Page MenuHomePhabricator

Create new mediarequests table
Closed, ResolvedPublic3 Story Points

Description

As decided by the team, we're moving forward with creating a new dataset with a project dimension instead of retrofitting the old mediacounts table with project. The schema of the table will be:

CREATE EXTERNAL TABLE IF NOT EXISTS `mediarequests` (
    `base_name`                string COMMENT 'Base name of media file',
    `file_classification`      string COMMENT 'General classification of file (image, video, audio, data, document or other)',
    `file_type`                string COMMENT 'Extension or suffix of the file (e.g. jpg, wav, pdf)',
    `total_response_size`      bigint COMMENT 'Total number of bytes',
    `request_count`            bigint COMMENT 'Total number of requests',
    `transcoding`              string COMMENT 'Transcoding that the file was requested with, e.g. resized photo or image preview of a video',
    `agent_type`               string COMMENT 'Agent accessing the media files, can be spider or user',
    `referer`                  bigint COMMENT 'Wiki project that the request was refered from. If project is not available, it will be either internal, external, or unknown'
PARTITIONED BY (
    `year`                int    COMMENT 'Unpadded year',
    `month`               int    COMMENT 'Unpadded month',
    `day`                 int    COMMENT 'Unpadded day',
    `hour`                int    COMMENT 'Unpadded hour')
CLUSTERED BY(base_name) INTO 64 BUCKETS
STORED AS PARQUETFILE
LOCATION '/wmf/data/wmf/mediarequests'
;

Event Timeline

fdans created this task.Aug 5 2019, 1:35 PM

Change 528134 had a related patch set uploaded (by Fdans; owner: Fdans):
[analytics/refinery@master] Add creation query for new nediarequests dataset

https://gerrit.wikimedia.org/r/528134

Ottomata triaged this task as High priority.Aug 5 2019, 3:34 PM
Ottomata added a project: Analytics-Kanban.
Ottomata moved this task from Incoming to Analytics Query Service on the Analytics board.

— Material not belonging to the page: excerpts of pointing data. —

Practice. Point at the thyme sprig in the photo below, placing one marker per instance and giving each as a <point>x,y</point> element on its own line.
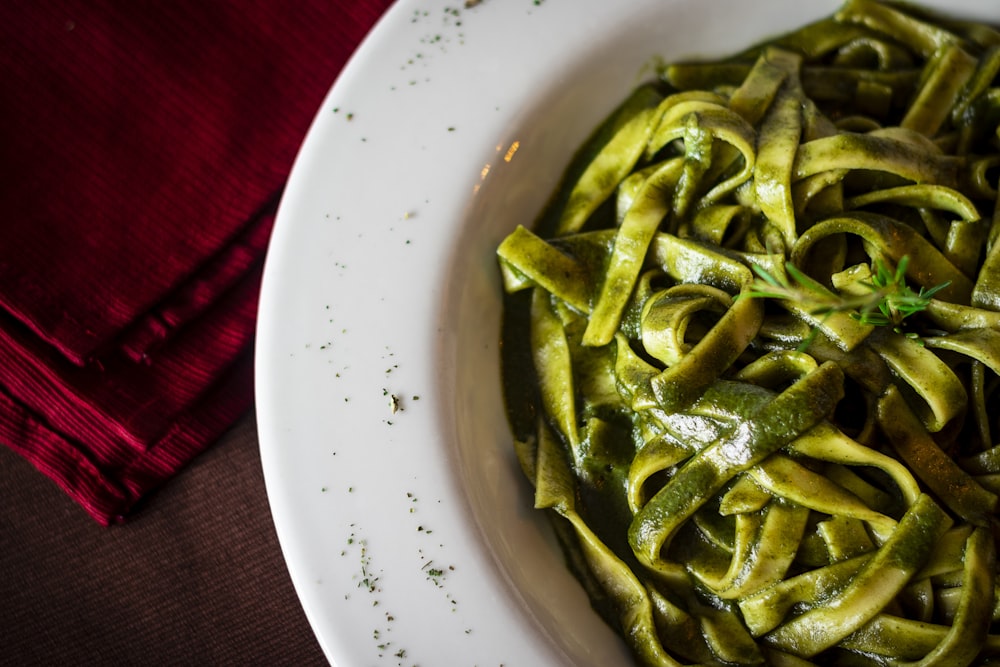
<point>887,302</point>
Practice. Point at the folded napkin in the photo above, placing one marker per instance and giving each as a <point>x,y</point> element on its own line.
<point>144,148</point>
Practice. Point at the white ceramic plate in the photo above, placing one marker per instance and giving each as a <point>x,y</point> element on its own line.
<point>404,519</point>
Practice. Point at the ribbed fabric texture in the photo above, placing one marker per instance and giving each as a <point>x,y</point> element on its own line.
<point>145,145</point>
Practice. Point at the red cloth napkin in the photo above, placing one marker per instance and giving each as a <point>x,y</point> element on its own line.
<point>144,147</point>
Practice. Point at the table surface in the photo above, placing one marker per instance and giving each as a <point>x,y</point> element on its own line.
<point>195,577</point>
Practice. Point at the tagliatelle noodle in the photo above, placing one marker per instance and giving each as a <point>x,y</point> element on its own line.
<point>738,478</point>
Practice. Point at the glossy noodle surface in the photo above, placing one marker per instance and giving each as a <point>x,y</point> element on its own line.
<point>752,351</point>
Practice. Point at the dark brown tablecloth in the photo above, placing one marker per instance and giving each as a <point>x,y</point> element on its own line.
<point>195,578</point>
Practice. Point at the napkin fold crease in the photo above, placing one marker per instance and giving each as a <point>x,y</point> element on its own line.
<point>144,148</point>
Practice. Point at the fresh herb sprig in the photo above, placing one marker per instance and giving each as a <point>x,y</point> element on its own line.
<point>888,301</point>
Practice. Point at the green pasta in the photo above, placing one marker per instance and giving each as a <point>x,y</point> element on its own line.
<point>751,351</point>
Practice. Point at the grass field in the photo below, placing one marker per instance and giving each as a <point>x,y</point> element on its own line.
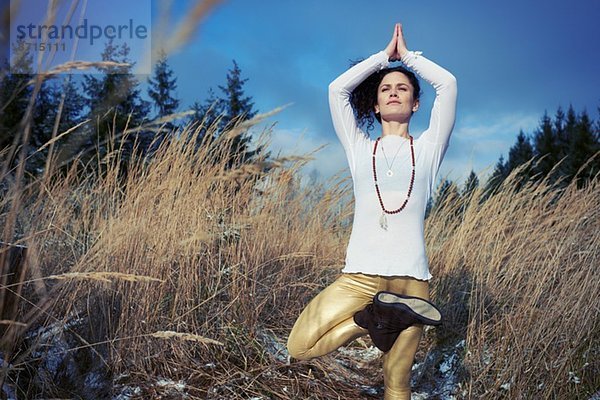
<point>183,270</point>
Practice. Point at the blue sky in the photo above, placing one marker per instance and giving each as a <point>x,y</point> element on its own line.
<point>513,60</point>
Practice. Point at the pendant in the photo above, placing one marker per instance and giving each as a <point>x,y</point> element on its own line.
<point>383,221</point>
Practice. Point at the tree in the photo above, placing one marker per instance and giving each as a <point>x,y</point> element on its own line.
<point>162,87</point>
<point>546,147</point>
<point>114,103</point>
<point>520,154</point>
<point>583,145</point>
<point>498,176</point>
<point>15,92</point>
<point>447,195</point>
<point>237,108</point>
<point>471,184</point>
<point>226,112</point>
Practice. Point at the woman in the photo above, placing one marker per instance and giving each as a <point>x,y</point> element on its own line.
<point>384,283</point>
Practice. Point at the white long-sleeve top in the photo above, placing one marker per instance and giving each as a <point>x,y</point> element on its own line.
<point>399,250</point>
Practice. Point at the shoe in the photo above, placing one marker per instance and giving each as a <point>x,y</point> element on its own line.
<point>391,313</point>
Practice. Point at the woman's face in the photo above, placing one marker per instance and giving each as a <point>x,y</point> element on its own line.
<point>395,98</point>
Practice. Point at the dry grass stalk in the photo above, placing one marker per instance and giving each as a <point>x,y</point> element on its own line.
<point>185,336</point>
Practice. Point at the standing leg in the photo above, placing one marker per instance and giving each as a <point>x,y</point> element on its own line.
<point>397,363</point>
<point>327,322</point>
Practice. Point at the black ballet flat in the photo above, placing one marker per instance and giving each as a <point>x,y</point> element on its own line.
<point>391,313</point>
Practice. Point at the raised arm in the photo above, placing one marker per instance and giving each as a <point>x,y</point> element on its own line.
<point>342,114</point>
<point>443,112</point>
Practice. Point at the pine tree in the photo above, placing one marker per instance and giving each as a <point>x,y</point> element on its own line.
<point>498,176</point>
<point>223,113</point>
<point>447,195</point>
<point>237,108</point>
<point>583,145</point>
<point>114,102</point>
<point>162,87</point>
<point>67,105</point>
<point>15,93</point>
<point>520,154</point>
<point>547,147</point>
<point>471,184</point>
<point>207,114</point>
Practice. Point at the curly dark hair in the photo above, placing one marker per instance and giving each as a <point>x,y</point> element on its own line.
<point>364,97</point>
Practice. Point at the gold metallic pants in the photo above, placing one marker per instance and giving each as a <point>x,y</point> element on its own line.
<point>327,323</point>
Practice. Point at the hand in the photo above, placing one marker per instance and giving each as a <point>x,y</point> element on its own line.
<point>392,47</point>
<point>401,48</point>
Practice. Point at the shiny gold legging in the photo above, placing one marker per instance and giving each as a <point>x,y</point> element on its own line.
<point>327,323</point>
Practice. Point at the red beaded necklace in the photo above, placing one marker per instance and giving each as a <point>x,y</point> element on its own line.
<point>383,219</point>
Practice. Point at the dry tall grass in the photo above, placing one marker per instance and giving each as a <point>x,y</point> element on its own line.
<point>237,254</point>
<point>519,277</point>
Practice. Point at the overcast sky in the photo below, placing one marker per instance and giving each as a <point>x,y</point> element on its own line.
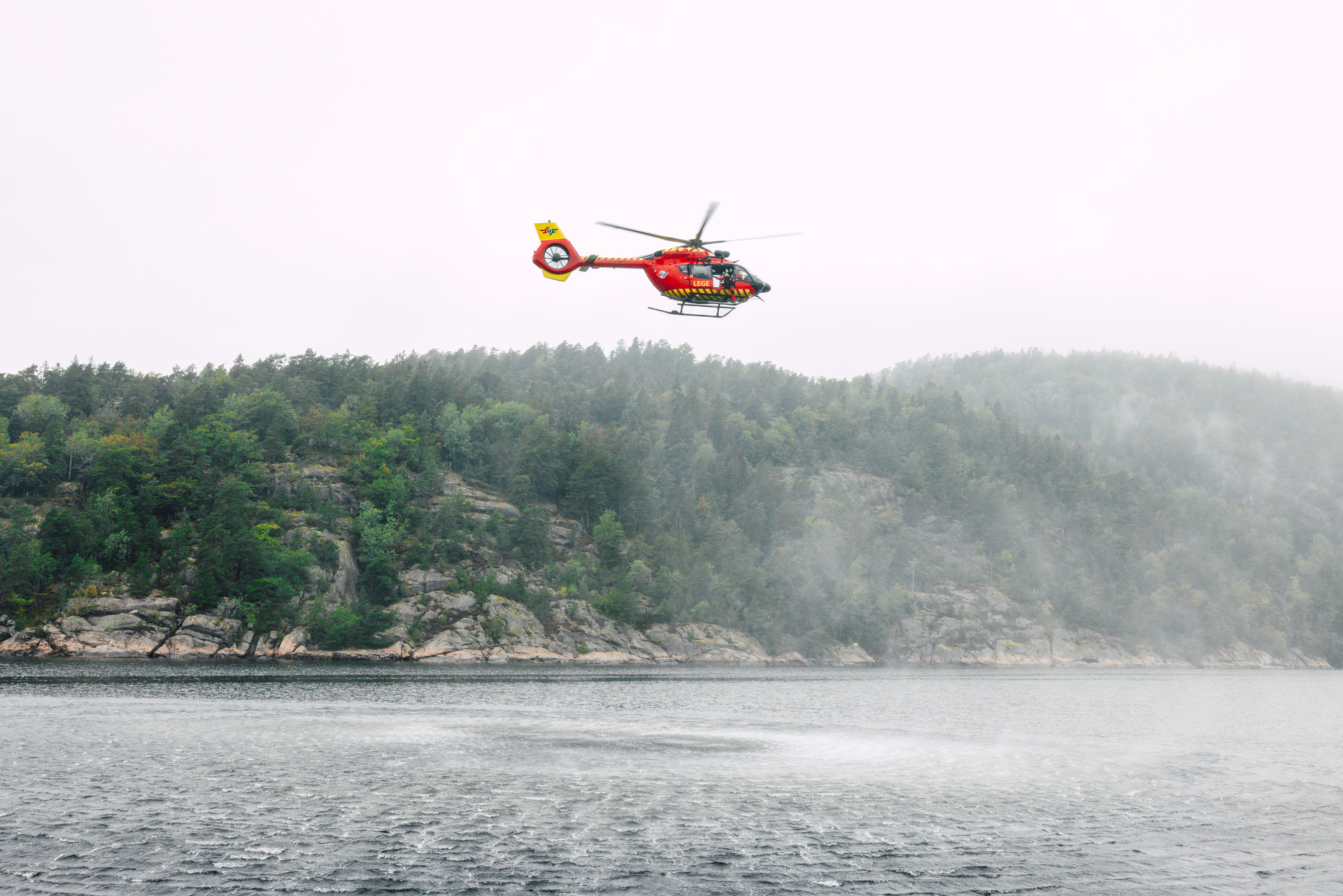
<point>187,182</point>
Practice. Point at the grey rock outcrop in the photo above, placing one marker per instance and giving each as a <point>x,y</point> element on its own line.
<point>983,627</point>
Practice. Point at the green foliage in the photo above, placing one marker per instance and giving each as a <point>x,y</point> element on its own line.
<point>1149,497</point>
<point>351,627</point>
<point>610,539</point>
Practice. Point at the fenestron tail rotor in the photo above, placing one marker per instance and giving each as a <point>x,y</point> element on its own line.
<point>697,241</point>
<point>704,223</point>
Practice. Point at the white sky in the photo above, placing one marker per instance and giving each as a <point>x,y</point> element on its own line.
<point>183,182</point>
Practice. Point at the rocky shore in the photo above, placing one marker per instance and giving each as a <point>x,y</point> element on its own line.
<point>495,630</point>
<point>959,627</point>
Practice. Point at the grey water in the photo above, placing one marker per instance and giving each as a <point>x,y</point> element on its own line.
<point>125,777</point>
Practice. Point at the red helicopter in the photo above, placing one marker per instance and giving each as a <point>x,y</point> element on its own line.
<point>693,277</point>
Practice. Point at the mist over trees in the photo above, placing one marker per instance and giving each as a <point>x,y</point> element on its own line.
<point>1157,500</point>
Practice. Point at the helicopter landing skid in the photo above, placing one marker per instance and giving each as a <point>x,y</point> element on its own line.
<point>719,311</point>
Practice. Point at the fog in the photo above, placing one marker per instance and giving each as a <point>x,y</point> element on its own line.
<point>187,183</point>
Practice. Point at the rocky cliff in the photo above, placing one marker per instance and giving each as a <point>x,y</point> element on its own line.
<point>436,626</point>
<point>438,623</point>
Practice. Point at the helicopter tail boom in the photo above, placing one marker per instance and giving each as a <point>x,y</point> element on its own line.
<point>556,255</point>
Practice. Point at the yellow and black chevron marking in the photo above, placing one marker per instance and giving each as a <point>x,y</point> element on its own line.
<point>712,293</point>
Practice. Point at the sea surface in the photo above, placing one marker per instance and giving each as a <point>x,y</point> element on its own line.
<point>160,777</point>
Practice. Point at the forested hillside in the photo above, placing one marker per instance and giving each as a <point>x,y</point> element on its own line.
<point>1160,502</point>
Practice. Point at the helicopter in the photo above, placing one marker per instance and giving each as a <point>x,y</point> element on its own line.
<point>697,280</point>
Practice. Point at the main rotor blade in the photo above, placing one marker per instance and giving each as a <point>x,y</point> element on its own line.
<point>706,217</point>
<point>713,242</point>
<point>669,239</point>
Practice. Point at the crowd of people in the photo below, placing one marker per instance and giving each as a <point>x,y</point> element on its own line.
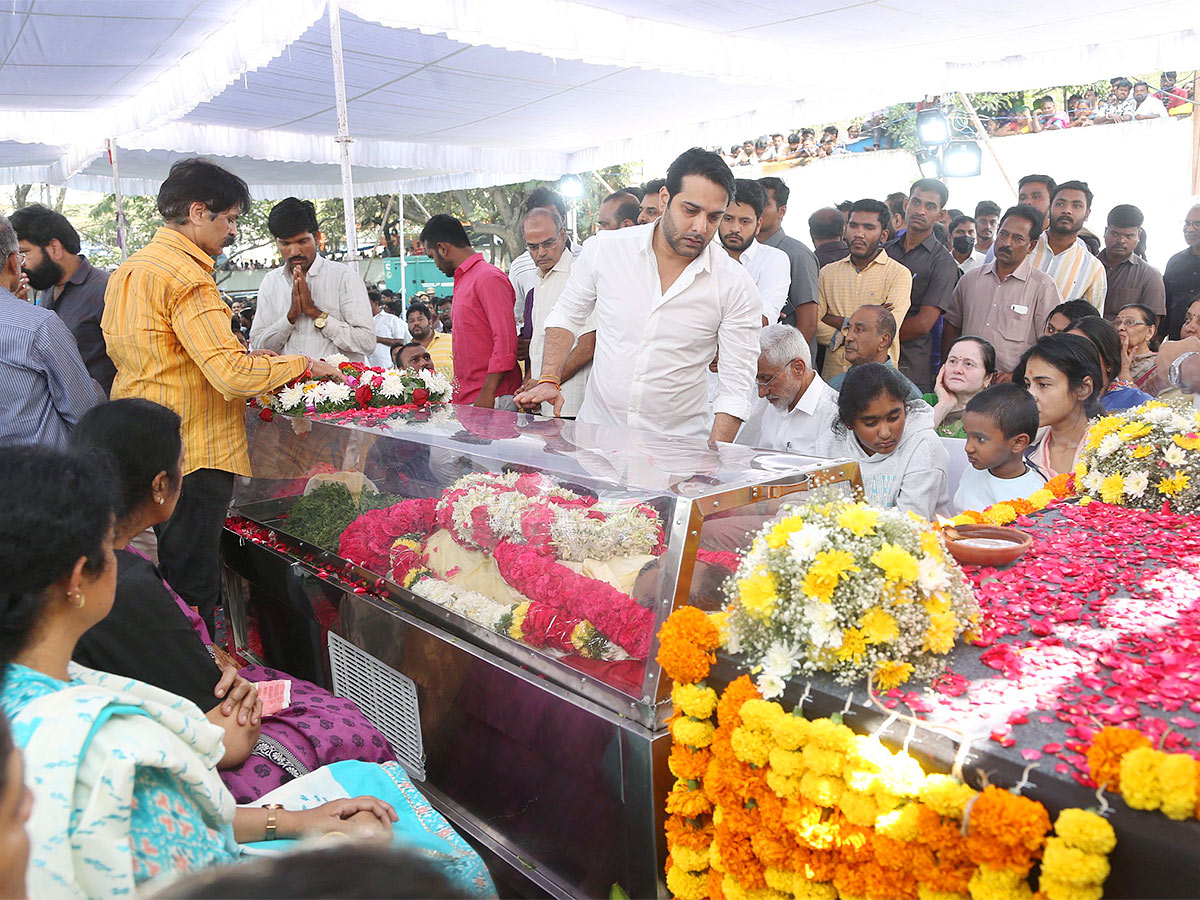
<point>909,336</point>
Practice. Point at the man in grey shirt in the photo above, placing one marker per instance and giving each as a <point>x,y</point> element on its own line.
<point>801,309</point>
<point>70,286</point>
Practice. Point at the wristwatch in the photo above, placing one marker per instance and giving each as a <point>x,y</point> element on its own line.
<point>1173,375</point>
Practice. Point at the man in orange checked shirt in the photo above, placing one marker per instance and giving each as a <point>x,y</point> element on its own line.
<point>167,331</point>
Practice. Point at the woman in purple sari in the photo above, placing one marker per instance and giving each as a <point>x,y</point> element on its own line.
<point>154,636</point>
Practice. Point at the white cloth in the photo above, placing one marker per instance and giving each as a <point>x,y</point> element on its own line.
<point>978,489</point>
<point>796,431</point>
<point>545,295</point>
<point>337,291</point>
<point>772,273</point>
<point>387,325</point>
<point>652,347</point>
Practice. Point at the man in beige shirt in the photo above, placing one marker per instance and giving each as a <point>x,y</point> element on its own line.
<point>1006,300</point>
<point>867,277</point>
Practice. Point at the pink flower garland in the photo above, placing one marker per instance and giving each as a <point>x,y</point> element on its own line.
<point>541,579</point>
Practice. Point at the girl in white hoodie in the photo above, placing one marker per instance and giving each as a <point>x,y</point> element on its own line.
<point>903,461</point>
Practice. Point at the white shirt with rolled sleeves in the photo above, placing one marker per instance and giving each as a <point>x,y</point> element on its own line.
<point>653,348</point>
<point>772,273</point>
<point>337,291</point>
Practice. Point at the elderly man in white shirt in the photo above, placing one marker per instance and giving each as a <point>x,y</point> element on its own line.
<point>310,305</point>
<point>664,299</point>
<point>795,406</point>
<point>769,267</point>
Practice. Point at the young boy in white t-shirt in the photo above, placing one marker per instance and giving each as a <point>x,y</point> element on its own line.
<point>1000,421</point>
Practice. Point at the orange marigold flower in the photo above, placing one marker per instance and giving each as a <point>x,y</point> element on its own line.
<point>1104,755</point>
<point>687,641</point>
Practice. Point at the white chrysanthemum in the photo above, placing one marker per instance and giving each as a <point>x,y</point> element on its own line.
<point>1175,455</point>
<point>931,575</point>
<point>805,541</point>
<point>1137,484</point>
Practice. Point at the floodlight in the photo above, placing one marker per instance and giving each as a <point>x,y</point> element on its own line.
<point>933,127</point>
<point>571,187</point>
<point>961,159</point>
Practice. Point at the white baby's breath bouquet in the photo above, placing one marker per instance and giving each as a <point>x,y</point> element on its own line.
<point>849,589</point>
<point>1144,457</point>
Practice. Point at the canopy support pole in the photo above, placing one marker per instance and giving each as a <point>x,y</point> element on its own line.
<point>343,135</point>
<point>117,198</point>
<point>987,139</point>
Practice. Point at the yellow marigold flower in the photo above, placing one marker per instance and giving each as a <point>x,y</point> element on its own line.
<point>1085,831</point>
<point>750,747</point>
<point>778,535</point>
<point>892,675</point>
<point>879,627</point>
<point>859,520</point>
<point>1139,778</point>
<point>1075,867</point>
<point>1113,487</point>
<point>691,732</point>
<point>1042,498</point>
<point>790,732</point>
<point>898,564</point>
<point>1177,781</point>
<point>853,646</point>
<point>695,701</point>
<point>757,594</point>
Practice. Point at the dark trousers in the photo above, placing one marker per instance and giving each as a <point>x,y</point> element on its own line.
<point>190,541</point>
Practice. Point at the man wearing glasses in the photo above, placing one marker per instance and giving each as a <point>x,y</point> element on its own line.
<point>1182,275</point>
<point>795,405</point>
<point>546,243</point>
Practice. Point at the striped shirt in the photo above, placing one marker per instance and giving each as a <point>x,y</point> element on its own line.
<point>843,289</point>
<point>42,377</point>
<point>1075,271</point>
<point>168,334</point>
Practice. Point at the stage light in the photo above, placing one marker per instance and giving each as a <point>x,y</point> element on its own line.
<point>933,127</point>
<point>961,159</point>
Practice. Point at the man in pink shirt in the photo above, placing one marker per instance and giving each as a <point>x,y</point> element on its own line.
<point>485,330</point>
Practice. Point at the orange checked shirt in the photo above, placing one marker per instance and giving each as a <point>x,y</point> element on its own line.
<point>168,333</point>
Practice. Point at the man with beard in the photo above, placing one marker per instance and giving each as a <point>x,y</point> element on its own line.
<point>768,267</point>
<point>867,277</point>
<point>72,287</point>
<point>1006,300</point>
<point>664,298</point>
<point>310,305</point>
<point>421,327</point>
<point>795,406</point>
<point>1061,255</point>
<point>167,330</point>
<point>484,335</point>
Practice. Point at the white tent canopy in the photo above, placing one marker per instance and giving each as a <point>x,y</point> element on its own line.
<point>450,94</point>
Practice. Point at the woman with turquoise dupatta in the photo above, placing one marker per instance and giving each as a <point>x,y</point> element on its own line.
<point>123,774</point>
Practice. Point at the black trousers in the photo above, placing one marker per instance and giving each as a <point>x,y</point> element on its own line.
<point>190,541</point>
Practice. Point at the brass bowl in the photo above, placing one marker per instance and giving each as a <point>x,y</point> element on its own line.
<point>1006,545</point>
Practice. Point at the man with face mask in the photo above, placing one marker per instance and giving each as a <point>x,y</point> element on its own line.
<point>70,285</point>
<point>310,305</point>
<point>795,405</point>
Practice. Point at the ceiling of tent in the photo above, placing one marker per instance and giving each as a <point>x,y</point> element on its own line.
<point>461,93</point>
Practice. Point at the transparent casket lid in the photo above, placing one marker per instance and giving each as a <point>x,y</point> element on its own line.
<point>545,539</point>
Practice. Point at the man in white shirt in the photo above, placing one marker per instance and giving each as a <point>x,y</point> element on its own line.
<point>769,268</point>
<point>310,305</point>
<point>664,298</point>
<point>795,405</point>
<point>390,331</point>
<point>546,243</point>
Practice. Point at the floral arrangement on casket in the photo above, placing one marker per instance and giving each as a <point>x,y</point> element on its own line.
<point>849,589</point>
<point>1146,457</point>
<point>366,388</point>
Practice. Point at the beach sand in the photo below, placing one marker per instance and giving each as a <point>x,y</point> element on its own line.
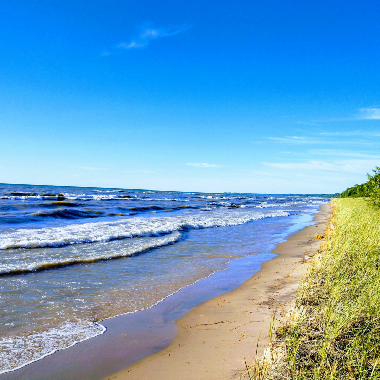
<point>216,337</point>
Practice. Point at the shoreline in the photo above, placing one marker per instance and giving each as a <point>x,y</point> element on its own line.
<point>134,337</point>
<point>215,337</point>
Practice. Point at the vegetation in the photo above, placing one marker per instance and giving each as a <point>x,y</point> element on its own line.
<point>370,189</point>
<point>333,331</point>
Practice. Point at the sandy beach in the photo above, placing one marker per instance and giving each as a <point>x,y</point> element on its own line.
<point>216,337</point>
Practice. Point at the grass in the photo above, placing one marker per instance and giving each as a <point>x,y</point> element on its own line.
<point>333,331</point>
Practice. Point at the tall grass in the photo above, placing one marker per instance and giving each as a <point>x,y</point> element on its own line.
<point>333,331</point>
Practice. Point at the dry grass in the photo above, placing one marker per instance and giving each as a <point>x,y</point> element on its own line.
<point>333,331</point>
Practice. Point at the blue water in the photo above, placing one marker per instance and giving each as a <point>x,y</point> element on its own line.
<point>72,257</point>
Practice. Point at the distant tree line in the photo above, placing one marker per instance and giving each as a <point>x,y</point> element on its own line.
<point>369,189</point>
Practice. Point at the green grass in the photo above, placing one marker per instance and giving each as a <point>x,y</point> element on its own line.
<point>333,331</point>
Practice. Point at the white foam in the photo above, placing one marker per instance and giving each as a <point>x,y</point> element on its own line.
<point>21,350</point>
<point>126,228</point>
<point>26,262</point>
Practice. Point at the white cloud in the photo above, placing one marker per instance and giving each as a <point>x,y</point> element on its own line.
<point>295,139</point>
<point>203,165</point>
<point>148,34</point>
<point>352,166</point>
<point>369,113</point>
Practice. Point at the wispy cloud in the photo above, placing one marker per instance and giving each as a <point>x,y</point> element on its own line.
<point>353,166</point>
<point>369,113</point>
<point>331,152</point>
<point>92,168</point>
<point>307,123</point>
<point>295,140</point>
<point>149,33</point>
<point>203,165</point>
<point>344,133</point>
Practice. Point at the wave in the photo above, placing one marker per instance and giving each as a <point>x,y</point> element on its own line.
<point>126,228</point>
<point>65,213</point>
<point>48,260</point>
<point>18,351</point>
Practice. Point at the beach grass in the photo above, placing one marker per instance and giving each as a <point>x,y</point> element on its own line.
<point>333,330</point>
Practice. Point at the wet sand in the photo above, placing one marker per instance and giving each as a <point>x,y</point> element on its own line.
<point>216,337</point>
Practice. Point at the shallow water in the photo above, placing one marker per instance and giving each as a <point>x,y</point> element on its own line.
<point>69,260</point>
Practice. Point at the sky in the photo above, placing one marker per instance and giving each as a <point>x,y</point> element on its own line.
<point>215,96</point>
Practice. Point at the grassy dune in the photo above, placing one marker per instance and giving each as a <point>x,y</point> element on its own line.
<point>333,331</point>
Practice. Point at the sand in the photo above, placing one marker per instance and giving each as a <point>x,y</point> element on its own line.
<point>216,337</point>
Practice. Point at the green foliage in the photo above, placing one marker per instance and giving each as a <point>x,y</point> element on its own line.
<point>334,331</point>
<point>369,189</point>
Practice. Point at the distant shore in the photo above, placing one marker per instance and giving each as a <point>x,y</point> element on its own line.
<point>216,337</point>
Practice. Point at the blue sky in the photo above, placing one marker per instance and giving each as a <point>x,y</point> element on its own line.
<point>215,96</point>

Change 529911 had a related patch set uploaded (by Fdans; owner: Fdans):
[analytics/refinery@master] [wip] Add mediarequests hourly oozie job

https://gerrit.wikimedia.org/r/529911

Change 528134 merged by Mforns:
[analytics/refinery@master] Add creation query for new nediarequests dataset

https://gerrit.wikimedia.org/r/528134

Change 529911 merged by Milimetric:
[analytics/refinery@master] Add mediarequests hourly oozie job

https://gerrit.wikimedia.org/r/529911

Change 532725 had a related patch set uploaded (by Fdans; owner: Fdans):
[analytics/refinery@master] Changes related to timestamp partitioning for mediarequests

https://gerrit.wikimedia.org/r/532725

Change 532725 merged by Joal:
[analytics/refinery@master] Change partition structure to year/month/day/hour.

https://gerrit.wikimedia.org/r/532725

Krinkle removed a subscriber: Krinkle.Fri, Aug 30, 4:03 PM
Nuria removed subscribers: Ramsey-WMF, Abit, Ian_Furst and 14 others.

ping @fdans seems like if the oozie job is working we can move this ticket to done right?

fdans moved this task from Next Up to Done on the Analytics-Kanban board.Tue, Sep 10, 4:09 PM
Nuria closed this task as Resolved.Wed, Sep 11, 9:48 PM
Nuria set the point value for this task to 3.